Bring Back Crossfire! – POLITICO



More often than not, that’s the format used by Carlson, someone whom Stewart would likely acknowledge is hurting America more nowadays than he was back then. (According to one theory of the case, it was the viral public dissing by Stewart, and the CNN bosses’ subsequent finger-in-the-wind decision to cut him loose, that spurred Carlson’s evolution — Trump-at-WHCA style — from bow-tied TV prepster to the ideological force he’s become today.)

It’s not just politics, either. The media landscape used to be home for debates between architects or art critics, too. Weirdly, sports is one area in which the form lives on.

Among other things, our epistemic-closure model of political-opinion television enables viewers to come away with a remarkably wrongheaded sense of how political debate works. Watching most of the evening programming on Fox or MSNBC, you intuit that the proper way for an argument about some public issue to end is for one side to be utterly vanquished. (Or TOTALLY EVISCERATED, as you might say when sharing the clip.) Worse still, you start to think such a conclusion is actually possible, because in the world of celebrity hosts debating against straw men, it is! When it’s a couple of well-paid political operatives posturing away at one another, it’s usually not so tidy — something that’s probably a better takeaway if the goal is understanding this fractious republic of ours.

Of course, that’s assuming the audience wants to understand more about the knottiness of American life — let alone the emotionally unsatisfying aspects of politics like assembling coalitions or horse-trading over legislative details. Plenty of people in the evening cable racket who get paid better than I do, who study shows in 15-minute increments and have a very good idea of what turns viewers off, have come to the conclusion that offering too much unwelcome opinion is a bad business move. Sitting Democrats rarely go on Fox and sitting Republicans rarely go on MSNBC. Whether this is the fault of ambitious network execs chasing their partisan audiences or ambitious politicians afraid of primary-season voters is a kind of chicken and egg problem.

Still, we’re at a moment when at least one network, CNN, is recalibrating in the name of connecting to a middle-ground audience. Whether such an audience exists, of course, is a hotly debated open question. But, having already ousted some talent with a reputation for preaching to the converted, perhaps the network could trot out a property they already have. (A dubious effort to revive the show flopped in the late Obama era, but by now that’s almost as ancient history as the high Bush epoch of Stewart’s Crossfire takedown.)

And there’s evidence that at least some people are willing to pay for strange-bedfellows conversations. A few years ago, former George W. Bush strategist Karl Rove and former Obama strategist David Axelrod turned their buddy act into a popular Masterclass. Visit the Rove page on the website of his Harry Walker Agency speakers’ bureau and you’ll find that the GOP fixture and onetime progressive boogeyman advertises joint appearances alongside leading Democrats (the site suggests fellow Harry Walker clients Jim Messina, Robert Gibbs or Bill Daley) for “point-counterpoint” conversations at your next corporate retreat or professional conference. If event organizers are willing to pay tens of thousands of dollars for conventioneers’ after-dinner entertainment, perhaps a few solitary TV-watchers might stick around in the 9 o’clock hour, too?

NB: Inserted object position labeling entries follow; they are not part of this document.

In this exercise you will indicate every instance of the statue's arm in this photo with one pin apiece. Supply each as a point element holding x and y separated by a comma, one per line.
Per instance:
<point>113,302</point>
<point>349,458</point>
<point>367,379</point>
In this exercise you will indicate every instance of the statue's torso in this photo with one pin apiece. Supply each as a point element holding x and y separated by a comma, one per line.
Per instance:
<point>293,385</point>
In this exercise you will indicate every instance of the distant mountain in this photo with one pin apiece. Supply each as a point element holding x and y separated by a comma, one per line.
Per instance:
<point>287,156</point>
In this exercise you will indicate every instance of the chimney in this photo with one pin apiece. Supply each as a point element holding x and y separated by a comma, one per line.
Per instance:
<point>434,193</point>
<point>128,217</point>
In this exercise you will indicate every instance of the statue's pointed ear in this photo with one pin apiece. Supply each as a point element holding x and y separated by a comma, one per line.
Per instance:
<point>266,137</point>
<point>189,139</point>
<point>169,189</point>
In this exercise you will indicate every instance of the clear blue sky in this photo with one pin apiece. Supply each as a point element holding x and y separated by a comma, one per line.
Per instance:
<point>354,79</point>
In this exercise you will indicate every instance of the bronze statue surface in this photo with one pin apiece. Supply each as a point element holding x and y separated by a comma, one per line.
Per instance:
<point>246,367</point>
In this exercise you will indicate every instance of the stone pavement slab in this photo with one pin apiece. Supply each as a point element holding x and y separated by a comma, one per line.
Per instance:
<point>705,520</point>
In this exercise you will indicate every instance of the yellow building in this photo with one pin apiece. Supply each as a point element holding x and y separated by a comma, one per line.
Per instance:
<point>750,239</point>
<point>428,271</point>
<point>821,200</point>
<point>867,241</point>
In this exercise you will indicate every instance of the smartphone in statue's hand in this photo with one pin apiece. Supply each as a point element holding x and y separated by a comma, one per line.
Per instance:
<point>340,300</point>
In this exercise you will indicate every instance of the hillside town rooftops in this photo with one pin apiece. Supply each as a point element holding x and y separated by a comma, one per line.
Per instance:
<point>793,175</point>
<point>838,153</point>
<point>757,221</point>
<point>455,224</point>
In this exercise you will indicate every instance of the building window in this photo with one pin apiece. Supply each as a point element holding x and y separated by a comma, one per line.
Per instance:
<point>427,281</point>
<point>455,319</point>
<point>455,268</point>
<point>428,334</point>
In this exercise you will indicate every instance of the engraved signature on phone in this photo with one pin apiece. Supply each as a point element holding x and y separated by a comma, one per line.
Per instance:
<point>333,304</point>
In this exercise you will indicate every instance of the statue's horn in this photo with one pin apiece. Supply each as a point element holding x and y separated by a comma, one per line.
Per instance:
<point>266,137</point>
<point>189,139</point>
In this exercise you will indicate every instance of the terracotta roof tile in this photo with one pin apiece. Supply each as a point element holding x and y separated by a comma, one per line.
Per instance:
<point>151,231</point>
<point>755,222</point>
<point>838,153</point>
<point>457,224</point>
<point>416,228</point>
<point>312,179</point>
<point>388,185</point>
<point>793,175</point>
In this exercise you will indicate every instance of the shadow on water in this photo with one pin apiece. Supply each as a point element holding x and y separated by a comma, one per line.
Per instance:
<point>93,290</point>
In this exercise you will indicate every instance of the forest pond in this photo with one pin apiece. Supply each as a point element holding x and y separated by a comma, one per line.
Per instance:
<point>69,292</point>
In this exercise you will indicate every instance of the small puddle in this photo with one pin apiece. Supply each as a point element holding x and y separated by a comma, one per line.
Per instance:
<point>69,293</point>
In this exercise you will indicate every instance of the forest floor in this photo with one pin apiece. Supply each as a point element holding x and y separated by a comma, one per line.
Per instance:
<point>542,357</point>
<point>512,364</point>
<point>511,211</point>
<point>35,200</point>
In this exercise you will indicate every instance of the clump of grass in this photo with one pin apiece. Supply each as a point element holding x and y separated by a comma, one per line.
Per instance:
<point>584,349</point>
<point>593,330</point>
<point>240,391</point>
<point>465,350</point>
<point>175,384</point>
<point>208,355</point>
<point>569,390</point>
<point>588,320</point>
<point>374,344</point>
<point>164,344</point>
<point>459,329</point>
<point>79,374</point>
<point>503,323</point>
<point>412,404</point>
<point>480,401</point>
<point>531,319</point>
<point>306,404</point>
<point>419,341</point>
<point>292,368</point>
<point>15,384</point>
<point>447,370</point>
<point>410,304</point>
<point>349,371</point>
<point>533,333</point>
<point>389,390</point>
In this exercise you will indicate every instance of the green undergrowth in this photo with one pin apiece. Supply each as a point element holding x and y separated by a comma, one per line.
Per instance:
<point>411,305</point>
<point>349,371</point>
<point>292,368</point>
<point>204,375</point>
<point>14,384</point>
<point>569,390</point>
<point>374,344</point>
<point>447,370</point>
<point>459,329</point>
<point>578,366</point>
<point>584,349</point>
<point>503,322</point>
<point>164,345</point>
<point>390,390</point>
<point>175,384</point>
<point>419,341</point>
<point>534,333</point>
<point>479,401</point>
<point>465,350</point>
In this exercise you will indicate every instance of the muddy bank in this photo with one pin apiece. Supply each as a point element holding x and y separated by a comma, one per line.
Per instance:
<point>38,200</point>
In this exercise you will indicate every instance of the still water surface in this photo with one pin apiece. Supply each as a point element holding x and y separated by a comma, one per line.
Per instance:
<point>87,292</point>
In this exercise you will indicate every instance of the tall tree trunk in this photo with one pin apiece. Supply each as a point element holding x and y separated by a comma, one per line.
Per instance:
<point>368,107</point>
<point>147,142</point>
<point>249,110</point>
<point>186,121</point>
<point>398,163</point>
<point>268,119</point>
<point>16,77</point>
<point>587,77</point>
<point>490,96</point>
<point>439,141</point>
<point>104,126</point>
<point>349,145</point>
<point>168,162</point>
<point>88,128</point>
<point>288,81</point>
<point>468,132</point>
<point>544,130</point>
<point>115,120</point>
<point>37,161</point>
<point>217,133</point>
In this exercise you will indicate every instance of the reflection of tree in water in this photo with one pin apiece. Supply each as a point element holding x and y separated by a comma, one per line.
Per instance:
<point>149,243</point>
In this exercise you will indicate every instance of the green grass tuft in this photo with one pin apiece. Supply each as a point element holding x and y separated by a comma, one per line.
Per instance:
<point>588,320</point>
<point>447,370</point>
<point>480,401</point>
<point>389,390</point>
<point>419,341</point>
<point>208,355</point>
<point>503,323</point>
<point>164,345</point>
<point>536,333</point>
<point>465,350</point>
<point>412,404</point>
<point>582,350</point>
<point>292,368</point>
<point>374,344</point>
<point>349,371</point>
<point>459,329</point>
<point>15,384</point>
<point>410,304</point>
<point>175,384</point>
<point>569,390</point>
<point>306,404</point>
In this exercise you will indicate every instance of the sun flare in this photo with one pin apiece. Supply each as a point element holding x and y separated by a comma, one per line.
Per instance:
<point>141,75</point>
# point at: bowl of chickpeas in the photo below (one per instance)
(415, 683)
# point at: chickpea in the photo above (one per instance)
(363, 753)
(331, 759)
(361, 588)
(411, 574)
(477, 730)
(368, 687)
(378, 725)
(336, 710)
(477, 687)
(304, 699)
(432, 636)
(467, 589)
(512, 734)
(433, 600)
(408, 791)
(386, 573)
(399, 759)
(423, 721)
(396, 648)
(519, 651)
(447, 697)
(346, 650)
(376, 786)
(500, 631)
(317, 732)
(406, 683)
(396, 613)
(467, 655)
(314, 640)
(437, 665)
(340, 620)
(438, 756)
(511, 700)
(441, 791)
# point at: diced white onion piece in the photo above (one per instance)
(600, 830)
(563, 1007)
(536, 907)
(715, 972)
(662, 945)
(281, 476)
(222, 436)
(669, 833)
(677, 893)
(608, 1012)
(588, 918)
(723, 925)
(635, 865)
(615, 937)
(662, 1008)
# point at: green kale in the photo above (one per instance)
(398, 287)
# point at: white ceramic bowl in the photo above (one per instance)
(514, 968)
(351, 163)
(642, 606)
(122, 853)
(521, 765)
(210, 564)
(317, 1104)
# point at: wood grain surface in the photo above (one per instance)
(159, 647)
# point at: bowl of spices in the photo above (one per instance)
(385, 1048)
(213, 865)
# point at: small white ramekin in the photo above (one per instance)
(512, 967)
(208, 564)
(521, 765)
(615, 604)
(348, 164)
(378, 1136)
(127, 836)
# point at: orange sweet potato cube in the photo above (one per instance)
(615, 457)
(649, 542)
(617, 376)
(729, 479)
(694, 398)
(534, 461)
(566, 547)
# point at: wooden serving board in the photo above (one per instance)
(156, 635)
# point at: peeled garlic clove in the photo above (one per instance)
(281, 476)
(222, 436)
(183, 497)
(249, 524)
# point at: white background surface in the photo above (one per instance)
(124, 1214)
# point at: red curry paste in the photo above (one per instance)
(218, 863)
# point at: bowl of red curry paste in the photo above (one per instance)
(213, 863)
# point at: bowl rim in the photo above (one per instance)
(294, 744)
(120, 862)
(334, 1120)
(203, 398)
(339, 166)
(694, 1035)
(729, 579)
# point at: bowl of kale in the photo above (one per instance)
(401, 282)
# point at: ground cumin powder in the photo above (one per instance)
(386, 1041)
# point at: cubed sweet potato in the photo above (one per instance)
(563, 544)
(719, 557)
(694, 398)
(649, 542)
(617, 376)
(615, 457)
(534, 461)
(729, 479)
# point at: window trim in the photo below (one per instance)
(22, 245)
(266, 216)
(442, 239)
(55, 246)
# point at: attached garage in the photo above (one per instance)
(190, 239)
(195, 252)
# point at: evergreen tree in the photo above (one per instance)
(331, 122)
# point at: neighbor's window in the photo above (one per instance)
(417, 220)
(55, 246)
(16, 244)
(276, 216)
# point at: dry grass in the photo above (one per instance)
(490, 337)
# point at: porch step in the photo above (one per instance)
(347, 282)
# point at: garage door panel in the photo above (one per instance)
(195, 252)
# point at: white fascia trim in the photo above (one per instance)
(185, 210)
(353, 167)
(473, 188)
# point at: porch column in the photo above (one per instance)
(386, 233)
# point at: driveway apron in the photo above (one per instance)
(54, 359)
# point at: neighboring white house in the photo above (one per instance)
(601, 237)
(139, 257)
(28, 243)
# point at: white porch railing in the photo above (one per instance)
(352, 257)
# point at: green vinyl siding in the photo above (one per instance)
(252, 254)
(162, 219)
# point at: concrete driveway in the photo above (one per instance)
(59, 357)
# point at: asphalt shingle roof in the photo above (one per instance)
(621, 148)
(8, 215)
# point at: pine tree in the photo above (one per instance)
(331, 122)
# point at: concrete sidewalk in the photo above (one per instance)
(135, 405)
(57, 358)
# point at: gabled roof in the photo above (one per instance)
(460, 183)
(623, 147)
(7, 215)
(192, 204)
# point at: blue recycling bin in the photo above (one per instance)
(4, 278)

Unfortunately, the challenge for cable outfits is no longer as simple as getting people to stick around at the appointed hour. The industry has been absolutely shellacked by cord-cutting, as people drop TV bundles in favor of specific streaming services. The question vexing executives is what kind of stuff would cause people to pay a monthly subscription price.

On this point, one person who has studied the phenomenon pronounces himself pessimistic.

“You’re arguing against a much bigger trend in the culture,” says Michael Socolow, a University of Maine media professor who has written elegiacally about the death of op-ed pages as “venues of common disputation” just like televised debate. A revived version of a show like Crossfire — i.e., something that would involve folks paying to import opinions they consider abhorrent into their feeds, with little hope of seeing the holders of those opinions ritually humiliated — would probably not cause viewers to reach for their wallets in order to pay for CNN.

Which isn’t to say such a thing wouldn’t be nice for America.

“The answer doesn’t have to be Crossfire and the answer doesn’t have to be Substack,” Socolow says. “We are going to need a venue of common disputation, and it’s not constructed yet. We don’t know what it will look like. But the point is, we’ve lost something, we don’t know how to get it back. Hopefully market forces and the culture will conspire to help us.”